Tip: Use LC mode for tuned RF networks. Use RC or RL for quick first-order estimates and interface shaping.

Example Data Table

Case Type f0 / fc (MHz) BW (MHz) Impedance (Ohms) Order Known Part
ISM Receiver Front End Band-pass 433.92 20 50 3 100 nH
RF Harmonic Cleanup Low-pass 100 - 50 5 None
Interference Rejection Band-stop 1575.42 8 75 2 3.3 pF

Formula Used

Angular frequency: ω = 2πf

Resonance: f0 = 1 / (2π√LC)

Companion capacitor: C = 1 / (ω0²L)

Companion inductor: L = 1 / (ω0²C)

Loaded Q: Q = f0 / BW

Series resonator estimates: L = QR / ω0, C = 1 / (ω0RQ)

RC cutoff: fc = 1 / (2πRC)

RL cutoff: fc = R / (2πL)

Butterworth attenuation slope: 20n dB/decade

For passband magnitude, the tool uses normalized transfer approximations. Butterworth response uses a maximally flat magnitude curve. Chebyshev Type I uses ripple factor ε = √(10^(Rp/10) - 1). Bessel mode keeps the same magnitude estimate for quick sizing, while prioritizing time-domain smoothness in practice.

How to Use This Calculator

  1. Select the filter type that matches your RF task.
  2. Choose the response family based on flatness, ripple, or transient goals.
  3. Enter impedance, order, and key frequency targets.
  4. For band-pass or notch work, provide center frequency and bandwidth.
  5. If you already own a coil or capacitor value, select the known component mode.
  6. Click the calculate button to show the result above the form.
  7. Review resonance, Q, reactance, slope, and amplitude estimate outputs.
  8. Export the current results as CSV or PDF for documentation.

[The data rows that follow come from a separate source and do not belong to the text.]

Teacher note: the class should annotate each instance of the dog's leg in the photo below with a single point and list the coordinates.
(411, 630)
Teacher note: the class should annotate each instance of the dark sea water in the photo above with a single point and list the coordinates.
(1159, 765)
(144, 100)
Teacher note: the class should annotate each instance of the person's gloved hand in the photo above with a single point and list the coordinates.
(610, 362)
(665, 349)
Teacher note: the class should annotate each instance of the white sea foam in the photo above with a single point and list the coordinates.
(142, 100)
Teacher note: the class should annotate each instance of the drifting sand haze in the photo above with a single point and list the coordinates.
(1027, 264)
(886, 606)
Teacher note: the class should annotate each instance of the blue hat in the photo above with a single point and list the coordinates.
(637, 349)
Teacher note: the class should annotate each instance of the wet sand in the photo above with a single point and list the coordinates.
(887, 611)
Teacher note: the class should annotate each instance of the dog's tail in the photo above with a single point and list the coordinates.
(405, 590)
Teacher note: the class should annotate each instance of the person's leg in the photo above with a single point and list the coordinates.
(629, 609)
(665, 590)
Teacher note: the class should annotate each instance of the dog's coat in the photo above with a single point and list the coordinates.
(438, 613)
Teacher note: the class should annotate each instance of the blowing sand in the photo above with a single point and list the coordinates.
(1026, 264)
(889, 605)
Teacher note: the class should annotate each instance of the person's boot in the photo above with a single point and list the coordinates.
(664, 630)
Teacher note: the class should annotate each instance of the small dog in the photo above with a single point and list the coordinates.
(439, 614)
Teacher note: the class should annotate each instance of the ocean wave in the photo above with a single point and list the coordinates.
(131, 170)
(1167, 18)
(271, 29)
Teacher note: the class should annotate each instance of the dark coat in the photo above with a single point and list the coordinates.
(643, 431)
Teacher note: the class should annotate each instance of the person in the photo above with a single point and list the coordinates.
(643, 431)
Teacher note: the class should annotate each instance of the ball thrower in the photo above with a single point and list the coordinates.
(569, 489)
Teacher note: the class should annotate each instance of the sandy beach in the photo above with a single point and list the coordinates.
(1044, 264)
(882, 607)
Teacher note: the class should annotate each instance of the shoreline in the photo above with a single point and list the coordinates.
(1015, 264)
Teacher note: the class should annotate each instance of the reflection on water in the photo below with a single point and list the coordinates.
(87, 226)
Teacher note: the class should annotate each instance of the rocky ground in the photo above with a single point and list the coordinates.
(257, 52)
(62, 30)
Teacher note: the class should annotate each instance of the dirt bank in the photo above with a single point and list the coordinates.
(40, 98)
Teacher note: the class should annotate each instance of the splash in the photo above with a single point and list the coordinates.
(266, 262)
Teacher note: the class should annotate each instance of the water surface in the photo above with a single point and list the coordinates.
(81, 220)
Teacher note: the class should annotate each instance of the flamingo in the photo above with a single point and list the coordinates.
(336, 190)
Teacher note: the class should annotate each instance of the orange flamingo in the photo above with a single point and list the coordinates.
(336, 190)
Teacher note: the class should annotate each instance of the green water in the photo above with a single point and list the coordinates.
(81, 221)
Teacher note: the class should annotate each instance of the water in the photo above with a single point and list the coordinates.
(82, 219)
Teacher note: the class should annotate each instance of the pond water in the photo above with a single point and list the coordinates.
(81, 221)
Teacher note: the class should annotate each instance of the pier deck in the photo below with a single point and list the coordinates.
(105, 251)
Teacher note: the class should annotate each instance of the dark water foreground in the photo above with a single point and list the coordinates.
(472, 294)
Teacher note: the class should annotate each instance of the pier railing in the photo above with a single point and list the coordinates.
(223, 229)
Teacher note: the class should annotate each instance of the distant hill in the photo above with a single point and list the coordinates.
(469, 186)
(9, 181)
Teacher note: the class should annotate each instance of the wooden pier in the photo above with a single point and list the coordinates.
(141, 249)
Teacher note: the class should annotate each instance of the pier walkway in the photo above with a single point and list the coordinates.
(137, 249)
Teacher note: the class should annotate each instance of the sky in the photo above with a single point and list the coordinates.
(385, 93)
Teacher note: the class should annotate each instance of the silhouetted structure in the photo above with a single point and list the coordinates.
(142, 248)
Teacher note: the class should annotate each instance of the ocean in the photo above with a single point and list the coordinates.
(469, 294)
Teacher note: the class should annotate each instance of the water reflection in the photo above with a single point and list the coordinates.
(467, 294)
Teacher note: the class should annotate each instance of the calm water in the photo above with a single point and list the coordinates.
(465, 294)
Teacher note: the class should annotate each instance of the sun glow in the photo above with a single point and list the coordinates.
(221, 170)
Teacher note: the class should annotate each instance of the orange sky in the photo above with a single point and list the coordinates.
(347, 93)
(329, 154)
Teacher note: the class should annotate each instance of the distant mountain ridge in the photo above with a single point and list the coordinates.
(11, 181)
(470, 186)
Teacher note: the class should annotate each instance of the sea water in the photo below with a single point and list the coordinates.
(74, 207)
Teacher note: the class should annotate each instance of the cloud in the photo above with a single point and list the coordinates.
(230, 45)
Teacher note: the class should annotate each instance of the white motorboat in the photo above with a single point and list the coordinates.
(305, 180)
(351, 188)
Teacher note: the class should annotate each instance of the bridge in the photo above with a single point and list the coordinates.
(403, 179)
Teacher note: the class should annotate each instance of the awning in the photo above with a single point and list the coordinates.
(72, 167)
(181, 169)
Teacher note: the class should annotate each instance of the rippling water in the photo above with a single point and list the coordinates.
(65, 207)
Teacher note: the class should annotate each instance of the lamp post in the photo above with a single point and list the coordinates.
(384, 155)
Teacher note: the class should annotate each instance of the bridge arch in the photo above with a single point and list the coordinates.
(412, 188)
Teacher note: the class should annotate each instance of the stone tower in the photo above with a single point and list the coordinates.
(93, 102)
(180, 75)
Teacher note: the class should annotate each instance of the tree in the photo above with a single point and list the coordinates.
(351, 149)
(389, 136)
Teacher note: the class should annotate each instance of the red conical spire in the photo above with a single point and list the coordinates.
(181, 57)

Frequently Asked Questions

1. What does this calculator design?

It estimates core RF filter parameters for low-pass, high-pass, band-pass, and notch networks. It focuses on resonance, cutoff targets, Q, reactance, and simple section sizing for practical early-stage engineering work.

2. Is this suitable for final production layouts?

It is best for pre-design, hand checks, and quick comparisons. Final production filters should still be validated in a circuit simulator and confirmed against parasitics, tolerances, PCB effects, and measured S-parameters.

3. When should I choose Butterworth?

Choose Butterworth when you want a smooth passband and simple attenuation planning. It is a solid default for many RF cleanup tasks where flatness matters more than the sharpest transition band.

4. When should I choose Chebyshev?

Choose Chebyshev Type I when stronger roll-off is more important than perfectly flat passband gain. The ripple setting lets you explore the tradeoff between transition sharpness and passband variation.

5. Why does impedance matter so much?

Impedance changes required reactance levels and loaded Q. A 50-Ohm system and a 75-Ohm system will not use identical section values, even when center frequency and bandwidth remain unchanged.

6. What is loaded Q in this tool?

Loaded Q is the ratio of center frequency to bandwidth. Higher Q means a narrower, more selective filter section. Very high Q values may become harder to realize with practical component losses.

7. Can I use known capacitor or inductor values?

Yes. Enter a known coil or capacitor and the calculator solves the companion resonant part at the chosen center frequency. This is useful when inventory or preferred packages limit component choices.

8. Does the PDF export need extra libraries?

No extra package is required in the browser. The file uses the built-in print dialog for a clean PDF workflow, while CSV export creates a spreadsheet-friendly summary of the latest calculation.